Family devotions is one topic I take issue with, because I don’t believe it has to look a certain way. Women make themselves unlovely nags when they force their men to do family devotions. My husband, for example, leads the children with his Bible one-on-one as character issues come up, and he occasionally gathers them to read the Bible, when God is leading him to. My husband walks by the Spirit and leads our family spiritually, and he does not do family devotions.
Forcing men to do something that God has not convicted them to do can actually have the opposite effect on families, causing the children to have a negative view of reading Scripture. Truly, the man needs to go to God and have a heart for it and not just be bullied by his wife. If the man wants to lead his family one-one-one instead of as a group, that’s his prerogative, and it’s way more effective anyway. He doesn’t have to do it the way the homeschool movement has dictated for him to do it. He is free. He can rise up and do his will, and if he submits his will to God, he will be doing it right no matter what it looks like. It should look different in every family. Hearts for God is what matters, not outward form.
Men have such a wide variety of personalities, and obedience to God yields joy, not an unnecessary heavy burden that is dreaded. (Although I have to say… spiritual disciplines are often difficult to establish as habits, but that doesn’t mean that you shouldn’t do them. For a man to lead his family spiritually is a command from God that when disobeyed, causes a family to have stunted spiritual growth.)
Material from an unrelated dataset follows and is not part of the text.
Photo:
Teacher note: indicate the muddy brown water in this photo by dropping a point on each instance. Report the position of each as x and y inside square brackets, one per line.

I would like to point out that no Scripture is ever mentioned to support men doing family devotions. It is always Puritans that are quoted, as if Puritans and Scripture were identical. They are not. The general population of men in Scripture weren’t even literate. When God said for men to teach their children constantly about the things of God, it was supposed to come from their souls. God wanted them to be men of character who loved their wives and children and shepherded them in the freedom of the Lord. Yes, it’s hard work and a man has to fight against slothfulness, but a man can lead his family spiritually without doing family devotions. He can use his God-given personality, and his wife will like it. His kids will like it. There will be joy. Let’s break out of this artificial constriction and yield ourselves to God and God alone.
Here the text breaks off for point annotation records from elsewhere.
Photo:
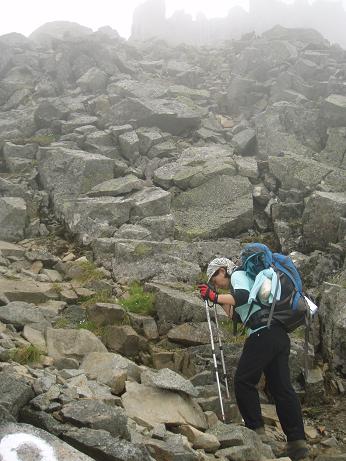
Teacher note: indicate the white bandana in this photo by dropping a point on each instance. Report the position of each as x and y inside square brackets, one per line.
[217, 263]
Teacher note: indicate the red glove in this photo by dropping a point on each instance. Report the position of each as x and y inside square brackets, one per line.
[207, 293]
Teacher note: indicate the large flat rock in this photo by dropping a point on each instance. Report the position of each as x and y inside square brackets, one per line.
[15, 392]
[222, 207]
[322, 218]
[334, 110]
[195, 166]
[72, 343]
[296, 172]
[27, 290]
[151, 406]
[174, 116]
[104, 446]
[67, 172]
[13, 217]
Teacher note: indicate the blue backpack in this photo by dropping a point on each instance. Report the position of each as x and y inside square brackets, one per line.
[290, 312]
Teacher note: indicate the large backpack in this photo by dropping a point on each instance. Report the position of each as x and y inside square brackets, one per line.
[290, 312]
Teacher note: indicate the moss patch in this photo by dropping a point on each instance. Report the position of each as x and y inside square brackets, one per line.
[139, 301]
[26, 354]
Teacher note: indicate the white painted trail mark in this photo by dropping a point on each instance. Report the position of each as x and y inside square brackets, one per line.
[10, 444]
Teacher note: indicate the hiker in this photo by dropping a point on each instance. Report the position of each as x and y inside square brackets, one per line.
[266, 350]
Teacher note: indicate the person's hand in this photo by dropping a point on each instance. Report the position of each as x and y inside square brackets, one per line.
[228, 308]
[207, 293]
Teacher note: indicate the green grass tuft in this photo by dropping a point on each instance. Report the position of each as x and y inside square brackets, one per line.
[26, 354]
[139, 301]
[142, 249]
[91, 326]
[61, 322]
[102, 296]
[90, 272]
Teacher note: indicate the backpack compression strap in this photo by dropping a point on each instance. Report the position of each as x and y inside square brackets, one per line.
[272, 307]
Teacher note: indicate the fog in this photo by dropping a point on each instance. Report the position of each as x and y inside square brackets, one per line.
[326, 16]
[192, 21]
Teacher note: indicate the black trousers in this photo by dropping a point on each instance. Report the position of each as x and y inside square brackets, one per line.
[268, 351]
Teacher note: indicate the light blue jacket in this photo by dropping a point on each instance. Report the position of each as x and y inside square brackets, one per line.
[261, 276]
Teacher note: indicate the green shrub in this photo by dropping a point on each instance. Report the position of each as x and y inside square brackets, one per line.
[139, 301]
[142, 249]
[91, 326]
[102, 296]
[61, 322]
[26, 354]
[90, 272]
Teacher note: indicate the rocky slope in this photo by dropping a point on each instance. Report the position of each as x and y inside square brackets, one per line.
[125, 163]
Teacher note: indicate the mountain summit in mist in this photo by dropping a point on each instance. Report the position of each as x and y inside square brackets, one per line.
[149, 20]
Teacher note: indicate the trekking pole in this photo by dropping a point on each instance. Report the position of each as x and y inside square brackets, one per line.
[215, 361]
[221, 351]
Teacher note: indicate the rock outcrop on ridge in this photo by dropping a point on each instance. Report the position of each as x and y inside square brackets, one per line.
[123, 163]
That said, I would like to state that when our husbands are leading our families spiritually, it is highly attractive to us as wives. Yes, I said attractive. Every Christian woman that I’ve ever mentioned this to agrees with me. When I see my husband talking to my son with his Bible open, my heart skips a beat. Even during Bible study when my husband uses his spiritual gift, my soul is uplifted and is knit to his soul in a way that makes me hunger him. I can’t explain it, but for us women, intimacy is more than the physical; it always was. During courtship there was emotional romance, which helped us to be attracted, but there is a soul attraction that is deeper than emotion and yet encompasses emotion, too. If you can align spiritual, emotional, and physical intimacy for a woman… wow is all I can say. ALL Christian marriages should be this way, incredible and beautiful.
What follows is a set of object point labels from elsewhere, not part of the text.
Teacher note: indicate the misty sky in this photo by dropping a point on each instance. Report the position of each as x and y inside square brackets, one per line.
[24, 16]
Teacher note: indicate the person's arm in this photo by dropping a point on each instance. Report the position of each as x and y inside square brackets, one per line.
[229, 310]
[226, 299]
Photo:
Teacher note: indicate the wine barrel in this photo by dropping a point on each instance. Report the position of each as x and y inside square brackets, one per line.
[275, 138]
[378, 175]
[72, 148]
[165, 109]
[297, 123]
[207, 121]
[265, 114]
When men take a more active role in leading their families spiritually, they are often awkward and blundering, but that vulnerability is highly appealing to a woman, just like vulnerability in a woman is appealing to a man. Better to start somewhere and blunder and do it “for the wrong reasons,” and then once they get going, they get better at it and God uses them more and more effectively. If obeying out of duty is something men are reluctant to do, perhaps this highly appealing reason might do the trick. Let me tell you, obeying God yields rewards that you never dreamed were possible. At its best, it involves the crucifixion of your will and putting God’s will above your own. But until men get there, they should be allowed to blunder. It’s better than nothing, and your family needs it.